#Hypothyroidism is a common disorder of the endocrine system in which the thyroid gland does not produce enough thyroid hormone.
1) Iodine deficiency
2) Autoimmune condition called Hashimoto’s thyroiditis.
3) Less common causes include: previous treatment with radioactive iodine, injury to the hypothalamus or the anterior pituitary gland, certain medications, a lack of a functioning thyroid at birth, or previous thyroid surgery.
The diagnosis of hypothyroidism, when suspected, can be confirmed with blood tests measuring thyroid-stimulating hormone (TSH), T3 and T4 levels.
TSH stimulates the thyroid gland to produce T4 and finally T3 (active form).
Sometimes a condition called #subclinical hypothyroidism may develop where TSH is elevated with normal T3/T4 due to stress, illness etc.
Reverse T3: Conversion of T4 to T3 may be affected due to certain medications, stress etc called “non thyroidal illness”. Reverse T3 slows metabolism.
Pregnancy leads to marked changes in thyroid hormone physiology. Many women who have normal thyroid function may develop evidence of hypothyroidism before or after giving birth.
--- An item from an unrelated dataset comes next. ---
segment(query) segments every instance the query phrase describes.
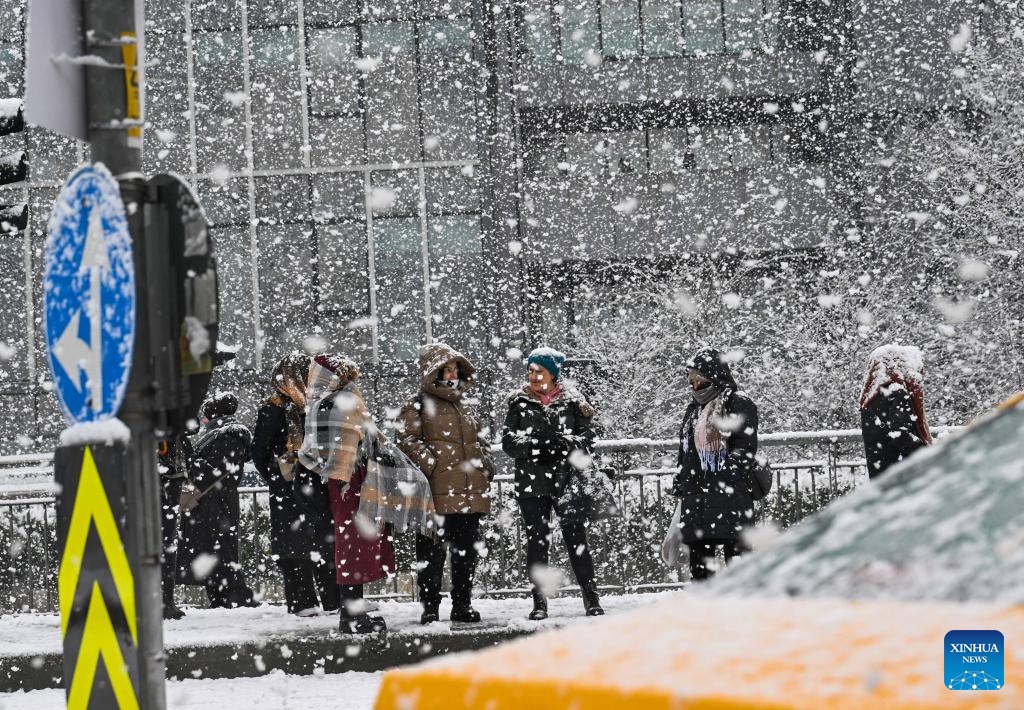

Symptoms: Weight gain, lethargy, poor appetite, constipation, decrease tolerance to cold temperatures.
-Treatment with thyroid hormone. Ensure it is taken 30-60 minutes before or 4 hours after a meal as food interferes with absorption.
-In those with TSH levels between 5-10 mlU/L, no treatment may be needed if antibodies are not detected (your physician is the best judge).
-Low to very low carbohydrate diet.
-Adequate selenium and zinc are needed for the conversion of T4 to active T3 in the body.
-Exercise plays a pivotal role in weight management.
-It may be harder to lose weight even if the blood levels normalise with treatment; therefore consistency is key.
-Treat underlying cause in case of non thyroidal illness.